GOP Rep. Lynn Jenkins: Expand 529 college savings plans

Just days after bipartisan opposition forced President Obama to drop a proposal to hike taxes on 529 college savings accounts, Rep. Lynn Jenkins, R-Kansas, called on Congress to expand those accounts in the weekly Republican address Saturday.

"These 529 plans were created to help middle-class families save and plan for college ... and ever since Congress allowed folks to withdraw from these accounts tax-free for college expenses, 1 million account holders have turned into 12 million," Jenkins said.

"Unfortunately, instead of expanding 529s, the president recently proposed raising taxes on college savings," she said. "It was a terribly misguided idea, but it took a public outcry for the president to realize it. Just days after proposing this tax on 529s, he agreed to drop it from his budget."

The administration argued that the benefits of 529 plans primarily flow to wealthier families, and the president proposed redirecting some of the tax savings from his proposal into tuition tax credits to make college more affordable for the middle class.

On Tuesday, though, after top congressional leaders in his own party registered their opposition with the president, the proposal was shelved.
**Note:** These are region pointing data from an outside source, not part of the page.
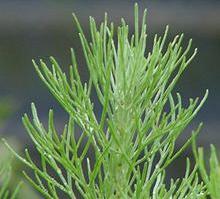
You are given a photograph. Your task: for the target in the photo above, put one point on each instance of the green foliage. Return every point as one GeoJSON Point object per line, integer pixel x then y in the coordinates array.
{"type": "Point", "coordinates": [212, 180]}
{"type": "Point", "coordinates": [134, 140]}
{"type": "Point", "coordinates": [6, 190]}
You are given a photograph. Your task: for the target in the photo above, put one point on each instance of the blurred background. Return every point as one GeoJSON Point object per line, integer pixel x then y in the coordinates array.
{"type": "Point", "coordinates": [31, 29]}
White House spokesman Eric Schultz said it was becoming a "distraction" from the budget's broader priorities.

On Saturday, Jenkins also touted her own bill to "expand and strengthen" 529 plans.

"We can remove common paperwork problems, empower students to use the money to pay for computers and make it easier for families to send their kids to the college of their choice," she said.
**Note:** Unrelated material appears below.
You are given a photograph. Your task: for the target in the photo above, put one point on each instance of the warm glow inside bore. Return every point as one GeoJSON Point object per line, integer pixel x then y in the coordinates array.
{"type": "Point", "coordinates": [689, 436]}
The president first unveiled his proposal in his State of the Union address last week. Though it was abandoned this week, it was not dropped early enough to remove it from the text of the president's new budget proposal, which arrives Monday.

Obama previews his fiscal year 2016 budget

In his own address Saturday, the president previewed his spending blueprint.

"We'll help working families' paychecks go farther by treating things like paid leave and child care like the economic priorities that they are," he said. "We'll offer Americans of every age the chance to upgrade their skills so they can earn higher wages, with plans like making two years of community college free for every responsible student. And we'll keep building the world's most attractive economy for high-wage jobs, with new investments in research, infrastructure, manufacturing and expanded access to faster Internet and new markets."

Noting the falling deficit and signs of accelerating economic growth, the president argued America "can afford to make these investments."

"We just have to be smarter about how we pay for our priorities, and that's what my budget does," he said. "It proposes getting rid of special interest loopholes in our tax code and using those savings to cut taxes for middle-class families and reward businesses that invest in America."